That R list discussion got off to a vague start with
Anyone knows how to generate a vector of Normal distributed values (for example N(0,0.5)), but with a sum-to-zero constraint??
Did they want the marginals to be normal(0, 0.5)? Someone should have clarified. You wind up with correlation by definition.
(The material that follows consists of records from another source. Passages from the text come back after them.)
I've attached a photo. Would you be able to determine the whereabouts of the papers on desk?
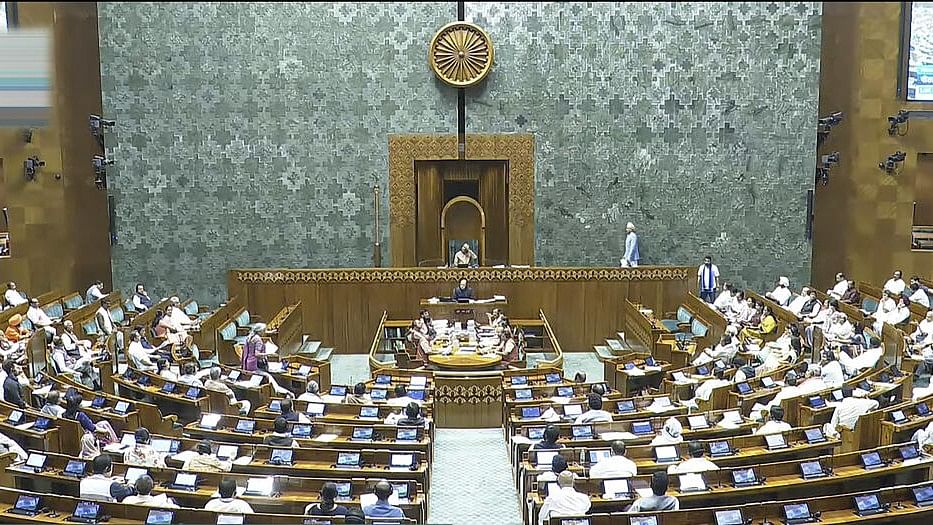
[32,384,51,396]
[171,450,198,463]
[635,487,654,498]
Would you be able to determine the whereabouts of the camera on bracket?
[878,151,907,174]
[23,155,45,180]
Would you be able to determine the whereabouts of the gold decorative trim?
[389,133,535,267]
[230,266,694,284]
[434,385,502,405]
[428,22,495,88]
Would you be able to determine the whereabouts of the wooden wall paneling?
[415,161,447,267]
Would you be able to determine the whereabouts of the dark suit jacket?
[3,376,26,408]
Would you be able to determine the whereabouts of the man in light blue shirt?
[622,223,641,268]
[363,480,405,518]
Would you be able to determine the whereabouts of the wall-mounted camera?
[816,151,839,186]
[878,151,907,175]
[888,109,910,137]
[91,155,116,190]
[23,155,45,180]
[816,111,845,147]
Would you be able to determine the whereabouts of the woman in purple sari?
[240,323,266,372]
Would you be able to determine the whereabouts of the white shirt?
[694,379,730,401]
[3,290,26,306]
[697,264,719,290]
[910,288,930,308]
[538,487,591,525]
[79,474,114,501]
[573,410,612,425]
[826,279,849,299]
[204,498,253,514]
[127,341,155,370]
[771,286,791,306]
[884,277,907,295]
[713,290,732,312]
[298,392,324,403]
[787,294,810,316]
[26,306,52,326]
[590,456,638,478]
[820,361,846,388]
[755,420,793,436]
[829,397,878,433]
[123,494,178,509]
[667,458,719,474]
[84,284,104,303]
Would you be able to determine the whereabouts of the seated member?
[343,383,372,405]
[363,480,405,518]
[573,393,612,425]
[755,406,793,436]
[202,368,249,415]
[529,425,564,450]
[453,279,476,300]
[204,478,253,514]
[123,427,165,468]
[667,441,719,474]
[133,283,152,312]
[262,416,299,448]
[538,470,592,525]
[122,474,178,509]
[627,472,680,512]
[454,243,479,268]
[305,481,348,516]
[3,281,26,308]
[588,440,638,478]
[182,439,233,472]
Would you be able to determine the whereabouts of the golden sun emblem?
[428,22,493,87]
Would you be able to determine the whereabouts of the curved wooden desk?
[428,352,502,370]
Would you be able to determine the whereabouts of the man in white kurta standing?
[622,223,641,268]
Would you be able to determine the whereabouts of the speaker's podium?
[421,295,509,326]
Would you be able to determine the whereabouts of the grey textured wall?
[100,2,820,301]
[466,2,820,290]
[100,2,457,301]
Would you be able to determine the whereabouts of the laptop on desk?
[67,501,101,523]
[7,494,42,516]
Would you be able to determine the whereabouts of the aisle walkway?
[428,428,522,525]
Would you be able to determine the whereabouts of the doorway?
[415,160,509,267]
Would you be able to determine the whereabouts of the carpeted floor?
[331,352,603,525]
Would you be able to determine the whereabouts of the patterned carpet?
[331,352,603,525]
[428,428,522,525]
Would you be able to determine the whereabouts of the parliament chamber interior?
[0,2,933,525]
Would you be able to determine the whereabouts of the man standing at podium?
[454,279,476,301]
[454,243,479,268]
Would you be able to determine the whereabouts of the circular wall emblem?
[428,22,493,87]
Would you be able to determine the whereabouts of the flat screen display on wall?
[907,2,933,102]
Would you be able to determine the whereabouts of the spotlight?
[23,155,45,180]
[888,109,910,137]
[88,115,117,137]
[816,111,845,147]
[878,151,907,175]
[816,151,839,186]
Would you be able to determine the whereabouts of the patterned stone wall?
[100,2,457,302]
[100,2,820,301]
[466,2,820,290]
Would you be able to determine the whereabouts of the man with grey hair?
[204,366,250,414]
[298,379,324,403]
[621,223,641,268]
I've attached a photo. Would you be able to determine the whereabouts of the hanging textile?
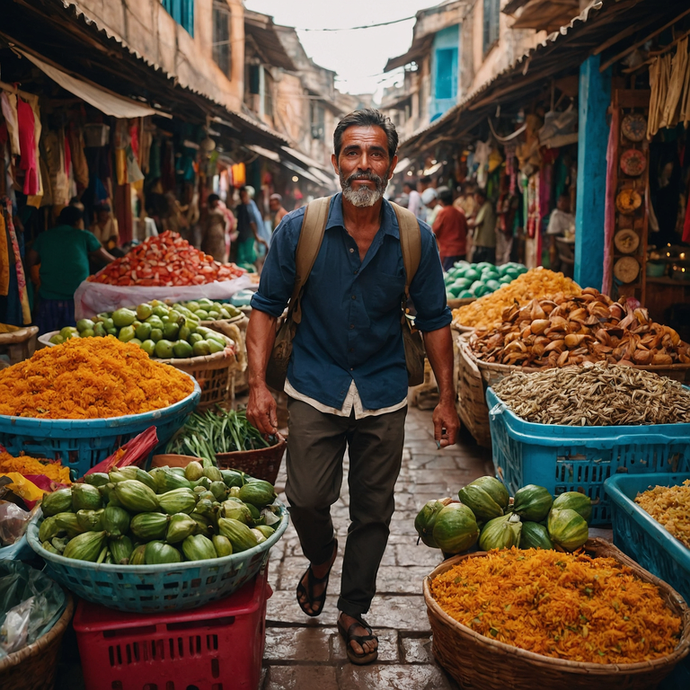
[0,213,10,296]
[601,108,616,295]
[3,198,31,326]
[659,36,688,128]
[0,91,22,156]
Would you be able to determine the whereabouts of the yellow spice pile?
[453,267,582,328]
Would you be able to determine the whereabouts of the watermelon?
[432,503,479,554]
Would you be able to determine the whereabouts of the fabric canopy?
[19,50,160,118]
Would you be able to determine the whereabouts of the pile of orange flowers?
[431,548,682,664]
[89,230,246,287]
[0,336,194,419]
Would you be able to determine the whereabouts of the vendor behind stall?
[26,206,115,333]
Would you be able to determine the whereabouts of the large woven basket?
[216,439,287,484]
[0,594,74,690]
[156,335,238,410]
[424,539,690,690]
[453,333,491,448]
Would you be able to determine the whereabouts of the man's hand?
[247,385,278,436]
[432,401,460,448]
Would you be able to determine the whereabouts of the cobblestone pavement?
[261,407,493,690]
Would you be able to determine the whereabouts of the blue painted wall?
[574,55,611,290]
[429,24,460,122]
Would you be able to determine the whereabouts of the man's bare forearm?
[247,309,276,386]
[424,326,455,402]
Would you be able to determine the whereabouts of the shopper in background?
[546,194,575,270]
[235,187,268,272]
[467,189,496,264]
[268,194,287,230]
[403,180,423,218]
[422,187,441,226]
[89,201,120,249]
[26,206,115,334]
[201,194,227,262]
[432,187,467,271]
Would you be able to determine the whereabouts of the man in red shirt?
[432,187,467,271]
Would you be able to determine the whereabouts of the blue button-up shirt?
[252,194,451,410]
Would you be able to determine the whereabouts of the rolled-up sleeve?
[410,223,453,333]
[251,211,304,318]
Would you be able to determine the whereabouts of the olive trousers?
[285,398,407,617]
When you write the following Stan program:
parameters {
vector[3] mu_prefix;
}
transformed parameters {
vector[4] mu = append_row(mu_prefix, -sum(mu_prefix));
}
model {
mu ~ normal(0, 1);
}
you make the distribution on the constrained (sum to zero) space proportional to this product of four normal densities, but it’s really only over the first three variables (the fourth is defined by the first three). The result isn’t marginally standard normal, but a bit more constrained:
mean se_mean sd
mu[1] 0.03 0.02 0.86
mu[2] 0.01 0.02 0.89
mu[3] -0.03 0.02 0.87
mu[4] 0.00 0.01 0.86
If you just put the distribution on the first three components, then they’re marginally standard normal and the fourth has a much wider distribution:
mean se_mean sd
mu[1] -0.02 0.02 1.00
mu[2] 0.00 0.02 0.98
mu[3] 0.00 0.02 1.01
mu[4] 0.02 0.03 1.75
To get everything to be marginally standard normal, you’d have to work out what the scale needs to be in the sampling statement to get the marginals to work out. Real statisticians know how to solve these things, but I’d get stuck after laying out the integrals.
I went through this kind of reasoning before with ordering, where you get the same thing by taking an ordered variable and giving it a normal distribution as you do by taking independent normals and sorting.